While all the vaccines that have received Emergency Use Authorization from the FDA are acceptable, the Pentagon will only issue mandated vaccines that have received full FDA approval. Thus far, the Pfizer vaccine has been the only one to receive this approval.
In addition, the memo from Austin also encouraged more “ambitious timelines” for completing the vaccination process.
John Kirby, a spokesperson for the Pentagon, also indicated that various exceptions will be made for service members who have qualified religious exemptions that would preclude their ability to receive the vaccine. Alternately, service members who have health conditions that would render the vaccine inadvisable may also be excused, pending doctor advice.
However, outside of these two exceptions, Kirby argues that anyone else who refuses the vaccine will have to speak with a physician, as well as their commanding officer, in order to assess risks. However, Kirby declined to comment as to whether or not these servicemen or servicewomen would face discipline within the Uniform Code of Military Justice.
“It’s a lawful order,” Kirby proclaimed, and he also “fully [anticipates] that [American troops] are going to follow lawful orders.”
“When you raise your right hand and you take that oath, thats what you agree to do,” Kirby continued.

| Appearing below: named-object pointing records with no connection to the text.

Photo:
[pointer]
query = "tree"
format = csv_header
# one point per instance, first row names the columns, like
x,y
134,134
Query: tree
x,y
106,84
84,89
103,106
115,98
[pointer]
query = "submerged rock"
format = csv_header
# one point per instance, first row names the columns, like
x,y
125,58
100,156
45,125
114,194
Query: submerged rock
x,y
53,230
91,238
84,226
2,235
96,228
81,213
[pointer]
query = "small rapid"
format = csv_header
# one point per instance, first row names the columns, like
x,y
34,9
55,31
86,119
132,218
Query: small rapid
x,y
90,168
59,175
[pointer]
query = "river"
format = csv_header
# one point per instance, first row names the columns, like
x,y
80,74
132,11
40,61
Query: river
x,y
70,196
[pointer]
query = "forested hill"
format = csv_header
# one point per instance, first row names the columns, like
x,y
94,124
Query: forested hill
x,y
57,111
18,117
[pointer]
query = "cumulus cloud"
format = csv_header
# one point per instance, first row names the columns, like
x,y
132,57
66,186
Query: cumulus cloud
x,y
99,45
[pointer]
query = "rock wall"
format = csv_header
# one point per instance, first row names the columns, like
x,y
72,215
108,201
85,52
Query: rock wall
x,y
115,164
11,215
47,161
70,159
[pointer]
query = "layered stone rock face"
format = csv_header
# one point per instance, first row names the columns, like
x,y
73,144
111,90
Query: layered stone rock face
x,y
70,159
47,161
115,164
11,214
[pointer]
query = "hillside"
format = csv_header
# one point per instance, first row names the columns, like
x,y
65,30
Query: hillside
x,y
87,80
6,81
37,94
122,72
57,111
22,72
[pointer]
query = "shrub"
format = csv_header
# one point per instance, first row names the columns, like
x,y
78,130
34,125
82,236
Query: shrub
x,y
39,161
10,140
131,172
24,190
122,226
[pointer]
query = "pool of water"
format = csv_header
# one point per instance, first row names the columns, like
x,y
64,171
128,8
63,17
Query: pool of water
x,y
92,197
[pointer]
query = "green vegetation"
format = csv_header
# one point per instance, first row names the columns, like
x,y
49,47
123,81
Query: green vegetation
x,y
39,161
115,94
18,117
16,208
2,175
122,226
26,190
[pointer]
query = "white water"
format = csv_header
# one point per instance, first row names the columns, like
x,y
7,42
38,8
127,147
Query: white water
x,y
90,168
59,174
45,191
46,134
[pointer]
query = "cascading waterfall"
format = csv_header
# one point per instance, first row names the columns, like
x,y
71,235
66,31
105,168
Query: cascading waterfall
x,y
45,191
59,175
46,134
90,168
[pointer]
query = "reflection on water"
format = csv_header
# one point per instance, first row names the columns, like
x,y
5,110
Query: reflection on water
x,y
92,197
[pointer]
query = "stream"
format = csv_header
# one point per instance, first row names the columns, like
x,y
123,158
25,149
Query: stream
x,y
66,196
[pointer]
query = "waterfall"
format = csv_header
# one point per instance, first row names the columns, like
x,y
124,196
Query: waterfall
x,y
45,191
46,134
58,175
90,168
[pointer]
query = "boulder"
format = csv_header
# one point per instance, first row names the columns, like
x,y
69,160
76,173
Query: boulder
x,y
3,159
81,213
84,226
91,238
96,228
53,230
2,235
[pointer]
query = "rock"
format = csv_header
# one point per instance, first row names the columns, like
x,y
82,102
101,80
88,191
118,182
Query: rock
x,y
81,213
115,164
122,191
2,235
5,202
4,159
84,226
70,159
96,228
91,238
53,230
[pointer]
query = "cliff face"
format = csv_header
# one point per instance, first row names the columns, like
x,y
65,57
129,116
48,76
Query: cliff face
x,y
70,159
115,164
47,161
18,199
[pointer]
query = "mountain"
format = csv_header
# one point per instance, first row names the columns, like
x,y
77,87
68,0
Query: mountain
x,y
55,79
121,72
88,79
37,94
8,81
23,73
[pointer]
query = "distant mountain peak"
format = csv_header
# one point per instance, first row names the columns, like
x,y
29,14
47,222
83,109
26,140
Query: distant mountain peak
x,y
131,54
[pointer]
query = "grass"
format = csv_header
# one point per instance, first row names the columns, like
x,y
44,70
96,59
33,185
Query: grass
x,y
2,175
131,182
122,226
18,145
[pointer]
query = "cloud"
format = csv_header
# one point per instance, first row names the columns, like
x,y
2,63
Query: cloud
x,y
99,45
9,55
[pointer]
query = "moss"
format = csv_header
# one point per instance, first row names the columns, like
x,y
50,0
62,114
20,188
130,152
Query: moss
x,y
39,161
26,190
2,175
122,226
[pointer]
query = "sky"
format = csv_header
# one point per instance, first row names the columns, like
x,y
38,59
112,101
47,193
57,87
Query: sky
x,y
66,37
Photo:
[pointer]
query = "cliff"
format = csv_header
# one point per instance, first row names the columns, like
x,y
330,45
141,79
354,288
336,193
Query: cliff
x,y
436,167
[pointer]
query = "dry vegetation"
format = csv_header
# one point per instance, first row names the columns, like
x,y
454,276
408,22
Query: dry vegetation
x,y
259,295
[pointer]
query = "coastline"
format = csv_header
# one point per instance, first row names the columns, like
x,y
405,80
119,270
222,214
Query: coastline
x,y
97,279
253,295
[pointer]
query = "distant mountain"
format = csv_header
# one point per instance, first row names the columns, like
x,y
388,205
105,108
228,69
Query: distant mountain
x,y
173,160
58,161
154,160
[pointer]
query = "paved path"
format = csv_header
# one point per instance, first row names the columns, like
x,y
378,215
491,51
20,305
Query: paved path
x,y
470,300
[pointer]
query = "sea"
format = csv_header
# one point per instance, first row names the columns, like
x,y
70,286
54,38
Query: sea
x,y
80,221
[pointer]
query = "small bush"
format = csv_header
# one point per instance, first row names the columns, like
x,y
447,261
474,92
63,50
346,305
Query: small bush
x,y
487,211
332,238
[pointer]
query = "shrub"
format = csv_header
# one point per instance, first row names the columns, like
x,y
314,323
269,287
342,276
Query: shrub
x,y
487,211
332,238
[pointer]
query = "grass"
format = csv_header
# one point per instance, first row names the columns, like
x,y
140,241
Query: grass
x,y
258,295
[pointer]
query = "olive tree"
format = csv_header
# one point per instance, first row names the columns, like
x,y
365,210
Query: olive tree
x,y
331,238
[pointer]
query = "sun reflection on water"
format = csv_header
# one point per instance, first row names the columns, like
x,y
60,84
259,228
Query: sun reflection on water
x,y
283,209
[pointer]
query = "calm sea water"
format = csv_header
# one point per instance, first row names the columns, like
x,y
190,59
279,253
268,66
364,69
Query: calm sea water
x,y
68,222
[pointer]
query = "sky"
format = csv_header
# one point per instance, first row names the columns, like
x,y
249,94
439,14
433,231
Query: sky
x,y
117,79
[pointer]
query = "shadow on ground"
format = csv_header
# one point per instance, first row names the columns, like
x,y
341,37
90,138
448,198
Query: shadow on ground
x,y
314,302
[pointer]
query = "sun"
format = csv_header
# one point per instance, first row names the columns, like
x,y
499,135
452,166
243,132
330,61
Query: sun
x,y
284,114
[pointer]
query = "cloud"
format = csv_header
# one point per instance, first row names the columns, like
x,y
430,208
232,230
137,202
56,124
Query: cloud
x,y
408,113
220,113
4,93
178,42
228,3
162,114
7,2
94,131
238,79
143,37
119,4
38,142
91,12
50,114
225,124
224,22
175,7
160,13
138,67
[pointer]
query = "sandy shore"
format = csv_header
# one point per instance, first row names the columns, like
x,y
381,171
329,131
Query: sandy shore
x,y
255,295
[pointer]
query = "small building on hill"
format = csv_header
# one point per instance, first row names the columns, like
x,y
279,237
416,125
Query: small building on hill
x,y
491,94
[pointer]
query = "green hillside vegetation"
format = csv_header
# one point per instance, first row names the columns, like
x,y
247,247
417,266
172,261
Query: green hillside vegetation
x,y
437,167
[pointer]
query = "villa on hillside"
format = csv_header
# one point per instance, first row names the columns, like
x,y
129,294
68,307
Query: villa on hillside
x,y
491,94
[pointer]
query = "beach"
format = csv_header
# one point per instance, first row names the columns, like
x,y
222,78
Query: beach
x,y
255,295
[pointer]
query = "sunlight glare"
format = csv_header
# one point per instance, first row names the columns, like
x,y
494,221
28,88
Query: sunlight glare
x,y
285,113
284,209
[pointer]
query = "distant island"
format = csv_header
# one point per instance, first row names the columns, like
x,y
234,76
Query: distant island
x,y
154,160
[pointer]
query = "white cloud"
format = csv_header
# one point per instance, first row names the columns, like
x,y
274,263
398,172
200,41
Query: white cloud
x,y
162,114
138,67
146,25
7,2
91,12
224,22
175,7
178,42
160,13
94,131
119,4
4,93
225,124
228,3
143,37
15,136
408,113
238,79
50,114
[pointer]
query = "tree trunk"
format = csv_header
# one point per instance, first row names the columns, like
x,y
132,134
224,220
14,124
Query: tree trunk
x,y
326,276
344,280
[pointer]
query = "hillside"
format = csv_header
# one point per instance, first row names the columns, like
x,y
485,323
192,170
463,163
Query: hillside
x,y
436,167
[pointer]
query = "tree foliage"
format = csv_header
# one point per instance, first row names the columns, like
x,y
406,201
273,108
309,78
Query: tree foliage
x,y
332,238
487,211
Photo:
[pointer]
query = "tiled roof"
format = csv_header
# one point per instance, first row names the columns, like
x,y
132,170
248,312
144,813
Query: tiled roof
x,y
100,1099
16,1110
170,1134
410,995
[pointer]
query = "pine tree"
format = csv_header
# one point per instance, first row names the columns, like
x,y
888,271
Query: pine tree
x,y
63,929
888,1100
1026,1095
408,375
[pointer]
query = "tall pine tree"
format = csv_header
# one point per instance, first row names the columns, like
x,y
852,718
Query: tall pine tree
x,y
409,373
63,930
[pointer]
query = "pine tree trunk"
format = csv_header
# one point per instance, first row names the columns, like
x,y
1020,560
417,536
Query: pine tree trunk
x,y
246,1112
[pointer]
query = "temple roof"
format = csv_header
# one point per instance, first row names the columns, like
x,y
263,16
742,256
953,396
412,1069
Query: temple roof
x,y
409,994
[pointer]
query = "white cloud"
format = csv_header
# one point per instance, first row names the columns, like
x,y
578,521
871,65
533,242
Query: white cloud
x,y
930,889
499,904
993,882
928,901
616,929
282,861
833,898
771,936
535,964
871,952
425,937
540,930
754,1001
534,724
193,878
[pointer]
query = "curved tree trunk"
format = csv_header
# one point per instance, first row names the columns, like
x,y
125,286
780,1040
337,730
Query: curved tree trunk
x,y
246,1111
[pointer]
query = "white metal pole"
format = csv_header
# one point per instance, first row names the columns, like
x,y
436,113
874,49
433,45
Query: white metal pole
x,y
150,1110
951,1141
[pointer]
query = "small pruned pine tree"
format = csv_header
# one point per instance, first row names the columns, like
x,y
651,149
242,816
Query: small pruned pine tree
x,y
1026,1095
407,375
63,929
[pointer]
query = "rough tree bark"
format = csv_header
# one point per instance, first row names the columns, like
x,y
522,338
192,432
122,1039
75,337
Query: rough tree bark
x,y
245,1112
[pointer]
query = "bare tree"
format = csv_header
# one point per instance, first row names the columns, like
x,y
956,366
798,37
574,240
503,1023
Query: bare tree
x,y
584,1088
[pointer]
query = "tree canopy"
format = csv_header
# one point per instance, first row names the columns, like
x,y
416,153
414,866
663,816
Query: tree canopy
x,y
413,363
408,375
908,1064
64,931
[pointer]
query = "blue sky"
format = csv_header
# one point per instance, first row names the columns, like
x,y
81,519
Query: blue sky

Under the tenets of the Uniform Code of Military Justice, anyone who does not obey a lawful order will face full punishment “as a court-martial may direct,” although Kirby has also indicated that various commanders may utilize several “other tools” that are designed to convince service members, which fall short “of having to use disciplinary action.”
Approximately 68 percent of the military is fully vaccinated, while 76 percent have received at least one dose, according to Kirby.
However, some branches of the military have witnessed more vaccinations than others. For instance, in the Navy, approximately 73 percent of servicemen and servicewomen are vaccinated, whereas only 40 percent of the Army is fully vaccinated. In addition, the Marine Corps has a 53 percent vaccination rate, whereas the Air Force stands at a 57 percent vaccination rate.
Joe Biden has widely endorsed vaccine mandates for the military in statements issued earlier in the month, after Austin made his initial announcement on COVID vaccines.
“I strongly support [Austin’s] message to the Force today on the [DoD’s] plan to include the COVID vaccine [along with other] required vaccines for our service members not later than mid-September,” Biden brayed.
Biden also added that he and Austin “share an unshakeable commitment” to ensuring that troops have all the necessary tools in order to “do their jobs as safely as possible.”